Commander William Moran entered the RAN College in 1917. Specialising as a torpedo he joined HMAS Brisbane (I) and later served in HM Ships Conqueror and Valiant and, as Commander in 1939, was appointed to RANC.

In 1940 he joined in Canberra (I) and by 1941 had assumed Command of Vampire (I).

He led the night attack on the Japanese invasion fleet at Endue, Malay in January 1942, being mentioned in dispatches twice for his actions.

Commander Moran went down with his ship when Japanese aircraft off Ceylon sank Vampire (I) and the aircraft carrier HMS Hermes on 9 April 1942.

Rankin Division

Lieutenant Commander Robert Rankin joined RANC in 1921, graduating to join HMAS Brisbane (I) in 1925 and later completing his Warfare Officers course in England.

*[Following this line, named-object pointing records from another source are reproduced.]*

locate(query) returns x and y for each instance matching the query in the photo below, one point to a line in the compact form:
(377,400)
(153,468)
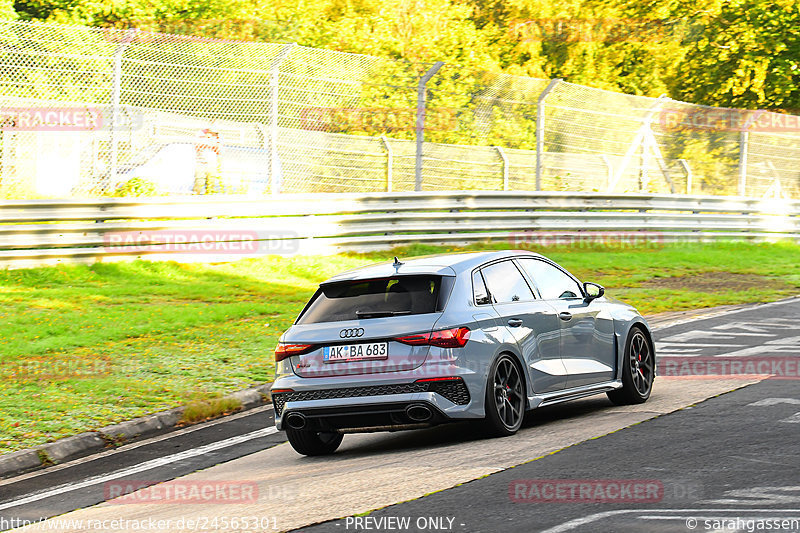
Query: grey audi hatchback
(482,336)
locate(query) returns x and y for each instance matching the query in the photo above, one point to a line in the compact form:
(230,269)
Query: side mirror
(593,290)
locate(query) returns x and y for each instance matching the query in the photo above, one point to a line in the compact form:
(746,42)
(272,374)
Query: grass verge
(87,346)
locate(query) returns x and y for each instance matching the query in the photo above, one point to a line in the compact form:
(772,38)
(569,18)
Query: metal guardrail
(209,229)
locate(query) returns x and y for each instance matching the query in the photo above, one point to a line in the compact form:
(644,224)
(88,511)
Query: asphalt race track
(715,449)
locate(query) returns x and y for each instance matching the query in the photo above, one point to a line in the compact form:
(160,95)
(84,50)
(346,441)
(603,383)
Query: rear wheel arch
(521,366)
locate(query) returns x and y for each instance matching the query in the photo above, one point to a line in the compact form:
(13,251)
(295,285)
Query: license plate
(355,352)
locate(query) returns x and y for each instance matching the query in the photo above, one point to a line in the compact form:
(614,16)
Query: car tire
(313,442)
(638,370)
(505,398)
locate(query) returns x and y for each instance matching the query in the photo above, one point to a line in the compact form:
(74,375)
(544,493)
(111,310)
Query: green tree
(747,56)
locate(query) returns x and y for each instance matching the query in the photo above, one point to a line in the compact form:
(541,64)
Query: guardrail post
(422,94)
(116,92)
(389,162)
(504,159)
(540,129)
(274,166)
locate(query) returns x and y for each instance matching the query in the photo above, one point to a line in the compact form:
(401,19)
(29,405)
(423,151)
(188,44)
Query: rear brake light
(444,338)
(283,351)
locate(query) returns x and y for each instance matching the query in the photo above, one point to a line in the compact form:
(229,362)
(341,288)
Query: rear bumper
(376,405)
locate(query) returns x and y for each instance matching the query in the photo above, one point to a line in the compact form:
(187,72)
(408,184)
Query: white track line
(792,299)
(136,444)
(148,465)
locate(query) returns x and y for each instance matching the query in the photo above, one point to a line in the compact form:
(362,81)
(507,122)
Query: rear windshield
(375,298)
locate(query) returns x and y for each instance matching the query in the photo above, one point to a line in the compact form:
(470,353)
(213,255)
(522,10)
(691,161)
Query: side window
(505,283)
(552,282)
(479,289)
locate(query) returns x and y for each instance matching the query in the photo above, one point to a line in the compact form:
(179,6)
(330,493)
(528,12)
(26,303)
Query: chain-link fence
(92,112)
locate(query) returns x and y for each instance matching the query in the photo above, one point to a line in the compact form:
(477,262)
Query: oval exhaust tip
(419,413)
(295,420)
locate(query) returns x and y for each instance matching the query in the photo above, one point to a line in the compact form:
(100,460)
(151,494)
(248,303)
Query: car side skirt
(552,398)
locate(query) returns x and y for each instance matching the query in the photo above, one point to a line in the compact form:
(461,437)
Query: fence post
(643,135)
(503,157)
(744,137)
(389,162)
(540,129)
(116,95)
(422,93)
(688,170)
(274,165)
(609,169)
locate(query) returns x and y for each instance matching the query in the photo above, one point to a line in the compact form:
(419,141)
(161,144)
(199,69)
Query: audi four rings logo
(350,333)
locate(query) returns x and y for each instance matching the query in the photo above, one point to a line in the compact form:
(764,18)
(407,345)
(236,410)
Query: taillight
(282,351)
(444,338)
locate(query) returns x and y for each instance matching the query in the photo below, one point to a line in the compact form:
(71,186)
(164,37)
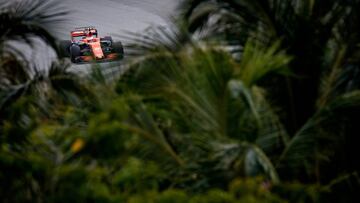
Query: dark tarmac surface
(113,18)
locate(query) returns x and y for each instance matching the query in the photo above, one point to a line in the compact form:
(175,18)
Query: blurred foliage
(187,120)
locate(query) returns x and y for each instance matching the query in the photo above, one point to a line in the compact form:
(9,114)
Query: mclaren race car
(86,46)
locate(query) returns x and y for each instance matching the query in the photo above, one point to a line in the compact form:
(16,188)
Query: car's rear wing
(83,31)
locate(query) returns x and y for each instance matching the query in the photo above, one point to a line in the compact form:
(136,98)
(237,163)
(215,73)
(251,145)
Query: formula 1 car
(86,46)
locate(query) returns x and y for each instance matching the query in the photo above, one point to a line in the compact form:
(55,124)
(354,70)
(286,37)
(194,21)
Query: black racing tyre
(74,52)
(64,48)
(119,49)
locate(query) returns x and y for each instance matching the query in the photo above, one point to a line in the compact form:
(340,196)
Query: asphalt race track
(114,17)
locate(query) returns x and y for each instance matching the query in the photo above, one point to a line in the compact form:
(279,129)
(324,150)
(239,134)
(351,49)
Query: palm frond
(21,20)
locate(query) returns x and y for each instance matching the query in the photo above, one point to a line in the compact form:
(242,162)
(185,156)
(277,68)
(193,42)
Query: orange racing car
(86,46)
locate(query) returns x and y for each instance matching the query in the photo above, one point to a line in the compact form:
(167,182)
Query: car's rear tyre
(119,49)
(74,52)
(64,48)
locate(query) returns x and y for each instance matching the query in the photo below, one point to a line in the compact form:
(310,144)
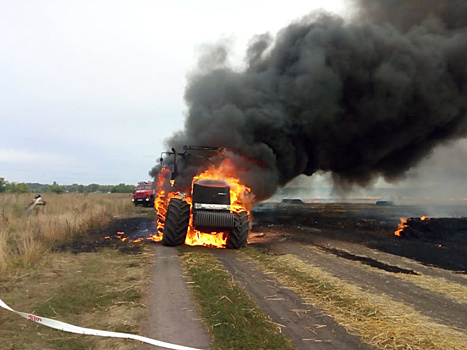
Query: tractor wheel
(239,234)
(176,222)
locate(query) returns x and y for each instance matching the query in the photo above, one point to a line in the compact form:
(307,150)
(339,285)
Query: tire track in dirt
(171,311)
(307,326)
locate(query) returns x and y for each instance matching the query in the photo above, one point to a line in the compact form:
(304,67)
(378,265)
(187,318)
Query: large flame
(400,227)
(240,197)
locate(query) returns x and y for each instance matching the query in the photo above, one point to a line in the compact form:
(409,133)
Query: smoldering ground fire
(359,98)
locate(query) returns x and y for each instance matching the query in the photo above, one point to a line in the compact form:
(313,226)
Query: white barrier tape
(80,330)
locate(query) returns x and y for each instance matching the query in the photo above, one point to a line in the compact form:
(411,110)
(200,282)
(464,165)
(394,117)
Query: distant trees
(13,187)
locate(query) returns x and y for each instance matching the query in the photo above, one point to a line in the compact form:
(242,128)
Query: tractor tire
(239,234)
(176,223)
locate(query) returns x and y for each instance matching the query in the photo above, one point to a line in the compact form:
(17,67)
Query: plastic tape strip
(80,330)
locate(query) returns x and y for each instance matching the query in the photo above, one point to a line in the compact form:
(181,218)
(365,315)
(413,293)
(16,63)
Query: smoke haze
(361,99)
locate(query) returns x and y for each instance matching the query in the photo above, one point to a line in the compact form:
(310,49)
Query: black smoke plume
(359,98)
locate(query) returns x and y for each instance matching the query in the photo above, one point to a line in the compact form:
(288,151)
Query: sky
(89,90)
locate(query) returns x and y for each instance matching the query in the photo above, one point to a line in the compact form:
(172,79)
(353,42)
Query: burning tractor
(213,214)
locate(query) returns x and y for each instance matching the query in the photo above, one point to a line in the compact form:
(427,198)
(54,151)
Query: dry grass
(100,290)
(376,318)
(25,235)
(454,291)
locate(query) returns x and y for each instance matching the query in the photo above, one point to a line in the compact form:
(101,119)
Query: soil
(355,242)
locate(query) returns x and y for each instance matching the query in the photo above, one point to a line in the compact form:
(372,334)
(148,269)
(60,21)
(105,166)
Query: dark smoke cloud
(361,99)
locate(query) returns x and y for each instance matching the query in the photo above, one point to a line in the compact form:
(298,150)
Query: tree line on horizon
(23,187)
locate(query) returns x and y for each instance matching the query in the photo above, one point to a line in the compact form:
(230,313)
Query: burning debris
(358,98)
(432,229)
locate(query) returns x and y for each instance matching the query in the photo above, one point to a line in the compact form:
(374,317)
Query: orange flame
(239,196)
(400,227)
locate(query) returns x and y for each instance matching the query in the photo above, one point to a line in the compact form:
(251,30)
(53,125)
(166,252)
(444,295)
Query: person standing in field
(37,204)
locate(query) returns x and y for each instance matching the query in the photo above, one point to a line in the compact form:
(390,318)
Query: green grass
(234,320)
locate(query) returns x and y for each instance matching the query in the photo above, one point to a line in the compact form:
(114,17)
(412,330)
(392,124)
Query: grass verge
(26,235)
(233,318)
(378,320)
(100,290)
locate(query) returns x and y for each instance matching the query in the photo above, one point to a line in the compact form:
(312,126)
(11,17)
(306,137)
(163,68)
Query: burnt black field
(442,243)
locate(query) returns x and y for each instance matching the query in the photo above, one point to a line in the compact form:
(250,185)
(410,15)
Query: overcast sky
(90,89)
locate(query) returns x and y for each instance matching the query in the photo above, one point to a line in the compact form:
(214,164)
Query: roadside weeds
(100,290)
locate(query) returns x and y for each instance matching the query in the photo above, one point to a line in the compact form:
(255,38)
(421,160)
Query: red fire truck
(144,194)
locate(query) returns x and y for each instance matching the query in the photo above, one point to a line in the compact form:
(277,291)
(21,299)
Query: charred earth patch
(441,242)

During the first two years of WWII he surveyed the Pittwater area, before assuming command of HMAS Yarra (II), conducting numerous convoys around Indonesia.

On 4 March 1942 five Japanese warships were sighted. Rankin scattered the convoy and laid smoke, putting himself between the ships and the enemy. Out-gunned and closing to point blank range, Yarra became a smoking wreck, but her guns were still firing. Lieutenant Commander Rankin was lost with his ship's crew in this final engagement.

Waller Division

Captain Hector Waller joined the RAN College in 1913 and in 1917 joined HMS Agincourt, moving to the cruiser HMAS Melbourne (I) in February 1919.

In 1929, he joined HMAS Australia (II) and later became Executive Officer of RANC. He went on to Command HMS Brazen and, by 1939, HMAS Stuart (I), which fought at the battle of Matapan.

On 28 February 1942 as Commanding Officer of HMAS Perth (I), he encountered an overwhelming Japanese force in the Sunda Strait. An outstanding officer of his generation, Waller went down with his ship early on 1 March, his death described as “a heavy deprivation for the young Navy of Australia”.